EMG for Uterotonic Efficiency Estimation (EMGPHP)

June 24, 2022 updated by: Miha Lucovnik, University Medical Centre Ljubljana

Uterine Electromyography for Estimation of Uterotonic Efficiency for Postpartum Hemorrhage Prevention

Studies found conflicting results on efficacy of uterotonic agents used to prevent and treat uterine atony, the most common cause of postpartum hemorrhage. Uterine EMG can be used to objectively assess myometrial contractility and, consequently, efficacy of different uterotonics.

The investigators are planning a single-center, randomized, open-label trial to compare uterine EMG parameters in women receiving oxytocin vs. those receiving carbetocin after cesarean delivery.

Study Overview

Status

Completed

Conditions

Intervention / Treatment

Detailed Description

RATIONALE

Postpartum hemorrhage is the leading cause of maternal mortality worldwide. In the Western world the estimated risk of life threatening postpartum hemorrhage is 2 on 1000 births. Most frequently (up to 90% of cases of postpartum hemorrhage) it is a consequence of uterine atony or inappropriate uterine contraction. In clinical practice preventing postpartum hemorrhage is key and routinely, different prophylactic uterotonic drugs are used. The first-line recommended drug for postpartum hemorrhage prevention is oxytocin. However, a recent Cochrane meta-analysis concluded that the most effective drugs (compared to oxytocin) to prevent postpartum hemorrhage of 500 ml or more are ergometrine with oxytocin, misoprostol with oxytocin and carbetocin.

Carbetocin is a synthetic heat-stable analogue of oxytocin, with a longer half-life. It shares the same mechanism of action and the same side-effects as oxytocin. The recommended dose of carbetocin is 100 μg, which is equivalent to 10 μg (5 IU) of oxytocin. In the WHO carbetocin multicenter, double-blind, randomized trial, the intramuscular administration of 100 μg of heat-stable carbetocin was discovered to be noninferior to the administration of 10 IU of oxytocin for the prevention of postpartum hemorrhage after vaginal birth. Some studies have found carbetocin to be an effective prophylactic agent with a favourable side effect profile for the third stage of labour in caesarean sections, reducing the use of additional uterotonic agents, blood and recovery time. Moreover, carbetocin was found to be effective in reducing the need for additional uterotonic use and postpartum blood transfusion in women at increased risk of postpartum hemorrhage undergoing cesarean delivery. In one study, carbetocin was also found to be more effective than oxytocin in preventing postpartum hemorrhage in twin pregnancies delivered by cesarean section.

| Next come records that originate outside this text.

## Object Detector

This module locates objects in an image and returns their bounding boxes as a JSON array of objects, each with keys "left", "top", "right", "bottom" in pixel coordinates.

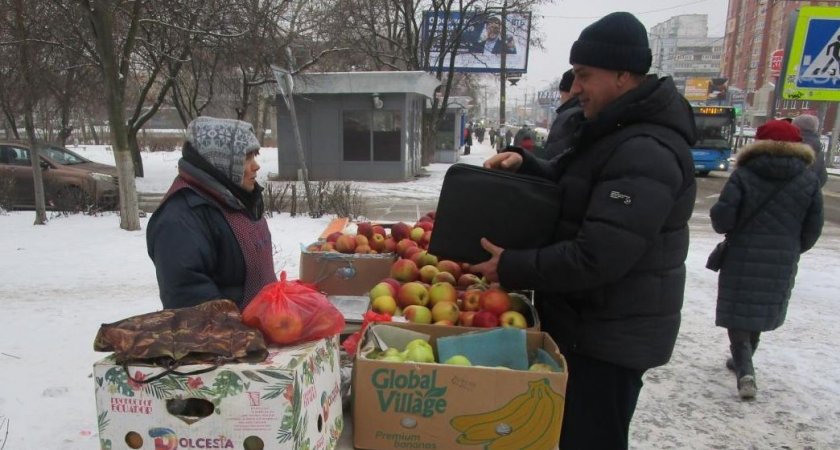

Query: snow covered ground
[{"left": 0, "top": 141, "right": 840, "bottom": 450}]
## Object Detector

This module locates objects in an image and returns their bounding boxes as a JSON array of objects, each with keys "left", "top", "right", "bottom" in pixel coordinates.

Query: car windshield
[{"left": 41, "top": 146, "right": 90, "bottom": 166}]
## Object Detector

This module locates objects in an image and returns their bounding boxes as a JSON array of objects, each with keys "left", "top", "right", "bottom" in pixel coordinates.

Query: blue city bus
[{"left": 691, "top": 106, "right": 735, "bottom": 176}]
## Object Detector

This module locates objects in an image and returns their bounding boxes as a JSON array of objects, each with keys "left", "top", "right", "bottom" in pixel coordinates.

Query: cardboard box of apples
[
  {"left": 352, "top": 322, "right": 568, "bottom": 450},
  {"left": 360, "top": 213, "right": 539, "bottom": 330}
]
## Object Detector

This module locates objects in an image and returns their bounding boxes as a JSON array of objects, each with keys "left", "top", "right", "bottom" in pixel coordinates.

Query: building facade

Uterine contractions in pregnancy, labour and postpartum can be detected using electromyography. Myometrial contractility can be objectively and non-invasively assessed in vivo by monitoring uterine electromyography (EMG), as uterine contractions are the result of the electrical activity generated and propagated in the myometrium.

To our knowledge, no study has reported oxytocin or carbetocin effects using postpartum electromyography.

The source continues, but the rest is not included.